Given our results, the question rises what caused the registered increase in functionality for the before mentioned groups between mid- and long-term assessment. Since complete (mal)union and healing of the bone has been achieved before mid-term follow-up, an explanation might be found in coping with and adjusting lifestyle to the affected shoulder, but also muscle training. This might result in an increase of reported functionality even after mid-term follow-up.
A Strength of this study is that we included two separate follow-up measurements, with a minimum of four years in between assessments. We also included most factors that are thought to influence outcome after a clavicle fracture in our analysis. A weakness of this study lies in the interpretation of dislocation on X-rays by a single author, because of a possible inter-observer variability. A second weakness, the absence of an adequate analysis on the effect of shortening, has been discussed.
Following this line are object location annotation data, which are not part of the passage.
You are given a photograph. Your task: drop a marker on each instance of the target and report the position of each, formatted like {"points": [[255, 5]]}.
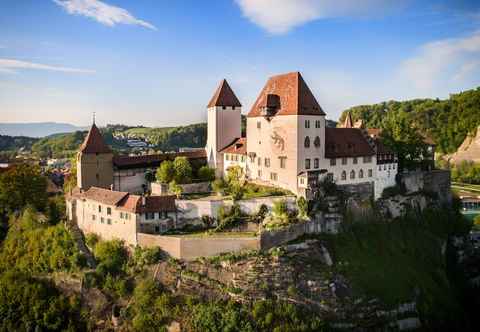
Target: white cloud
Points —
{"points": [[279, 16], [102, 12], [11, 65], [441, 62]]}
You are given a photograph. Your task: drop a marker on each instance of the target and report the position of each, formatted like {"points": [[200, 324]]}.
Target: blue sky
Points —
{"points": [[157, 63]]}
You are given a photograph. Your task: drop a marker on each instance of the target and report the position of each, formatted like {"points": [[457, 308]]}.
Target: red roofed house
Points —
{"points": [[120, 215], [288, 144]]}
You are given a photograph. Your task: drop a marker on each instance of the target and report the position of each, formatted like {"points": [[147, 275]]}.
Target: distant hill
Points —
{"points": [[37, 129]]}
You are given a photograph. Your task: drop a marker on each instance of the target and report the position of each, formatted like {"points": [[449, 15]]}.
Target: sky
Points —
{"points": [[158, 62]]}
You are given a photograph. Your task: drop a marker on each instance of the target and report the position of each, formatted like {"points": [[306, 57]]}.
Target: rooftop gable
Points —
{"points": [[289, 94], [224, 96], [94, 143]]}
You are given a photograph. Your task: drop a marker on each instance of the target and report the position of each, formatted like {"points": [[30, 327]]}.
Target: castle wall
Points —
{"points": [[224, 125], [274, 139]]}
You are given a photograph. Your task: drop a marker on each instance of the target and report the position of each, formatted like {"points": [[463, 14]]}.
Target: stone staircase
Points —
{"points": [[80, 240]]}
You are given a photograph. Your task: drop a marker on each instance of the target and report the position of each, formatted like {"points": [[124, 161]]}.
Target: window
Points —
{"points": [[307, 142]]}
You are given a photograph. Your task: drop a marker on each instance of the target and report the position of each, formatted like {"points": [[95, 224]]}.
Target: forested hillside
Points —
{"points": [[65, 145], [447, 121]]}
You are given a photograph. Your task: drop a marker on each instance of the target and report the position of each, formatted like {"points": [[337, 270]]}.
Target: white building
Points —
{"points": [[287, 144]]}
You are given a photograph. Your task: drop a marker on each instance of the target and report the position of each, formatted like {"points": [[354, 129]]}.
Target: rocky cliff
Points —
{"points": [[469, 150]]}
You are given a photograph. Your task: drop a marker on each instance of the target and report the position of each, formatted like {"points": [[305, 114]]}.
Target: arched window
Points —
{"points": [[307, 142]]}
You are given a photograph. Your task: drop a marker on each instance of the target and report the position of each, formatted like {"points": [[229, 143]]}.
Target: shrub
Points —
{"points": [[219, 186], [183, 170], [112, 256], [166, 172], [206, 173], [174, 188]]}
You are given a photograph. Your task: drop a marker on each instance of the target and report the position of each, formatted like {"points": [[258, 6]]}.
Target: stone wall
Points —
{"points": [[195, 209], [436, 182], [189, 188], [189, 248]]}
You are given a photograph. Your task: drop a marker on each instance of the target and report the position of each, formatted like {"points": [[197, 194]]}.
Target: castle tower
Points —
{"points": [[224, 124], [94, 162]]}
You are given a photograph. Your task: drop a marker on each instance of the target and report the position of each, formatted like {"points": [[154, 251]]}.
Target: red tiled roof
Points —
{"points": [[292, 97], [346, 142], [94, 143], [154, 160], [224, 96], [105, 196], [348, 123], [238, 146], [133, 203]]}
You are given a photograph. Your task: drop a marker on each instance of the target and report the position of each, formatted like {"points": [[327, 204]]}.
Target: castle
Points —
{"points": [[287, 145]]}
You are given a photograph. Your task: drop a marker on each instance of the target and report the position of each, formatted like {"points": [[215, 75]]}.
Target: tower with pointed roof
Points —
{"points": [[94, 162], [224, 124]]}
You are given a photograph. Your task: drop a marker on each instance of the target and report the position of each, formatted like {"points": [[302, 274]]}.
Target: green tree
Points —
{"points": [[166, 172], [206, 173], [23, 185], [175, 188], [183, 170], [28, 304]]}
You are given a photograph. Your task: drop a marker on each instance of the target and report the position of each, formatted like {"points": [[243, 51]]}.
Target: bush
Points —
{"points": [[219, 186], [183, 170], [112, 256], [166, 172], [28, 304], [206, 173], [38, 248]]}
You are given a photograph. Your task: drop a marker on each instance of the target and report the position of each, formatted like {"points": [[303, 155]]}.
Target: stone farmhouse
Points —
{"points": [[287, 145]]}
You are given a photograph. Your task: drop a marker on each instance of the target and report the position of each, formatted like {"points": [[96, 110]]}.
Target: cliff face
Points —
{"points": [[469, 150]]}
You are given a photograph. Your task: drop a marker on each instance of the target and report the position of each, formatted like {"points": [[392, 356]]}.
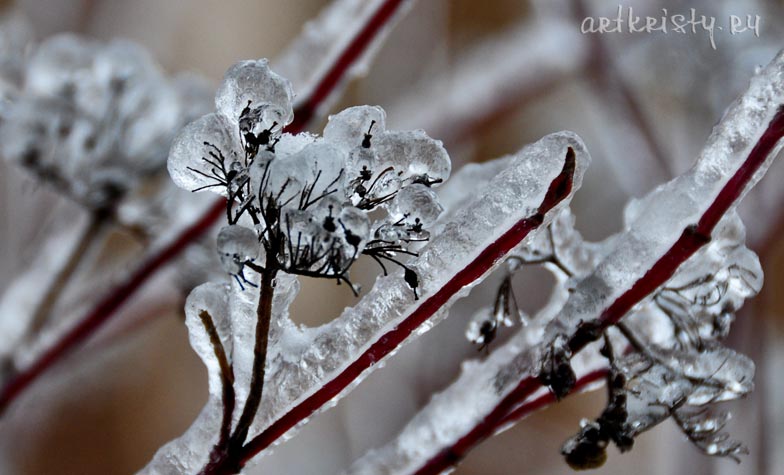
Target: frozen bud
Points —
{"points": [[356, 127], [236, 246], [390, 234], [482, 328], [251, 87], [415, 202], [311, 175]]}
Thirdly, no data was available in particular of the degree of involvement in sports or overhead work.

Conclusion

This paper sheds some light with respect to decision making in the treatment of midshaft clavicular fractures. With regard to completely dislocated fractures and non-involvement in a HET, an increase of functional outcome is to be expected. It is of the utmost importance that for each patient individually, the most suitable treatment is applied. Our findings could aid in managing patient expectations with regard to functionality.

Competing Interests

The authors declare that they have no competing interests.

Author’s Contributions

NH collected data for the long-term follow-up and participated in writing of the manuscript.
RH rated all X-rays, collected data for the mid-term follow-up and contributed to writing of the manuscript.
BF participated in the statistical analysis of data and provided help in revising of the manuscript.
JW collected substantial data for the long-term follow up.
MH contributed to the statistical analysis of data and provided help in revising of the manuscript.
BB is the senior author and provided overall help in design of the study and writing of the manuscript.
All authors read and approved the final manuscript.

Acknowledgement Section

Besides before mentioned authors no substantial contributions have been made by others. No sources of funding were used for this study. Costs of mail services and usage of SPSS was provided by the Noordwest Ziekenhuisgroep Alkmaar, department of CORAL (Center for Orthopaedic Research Alkmaar).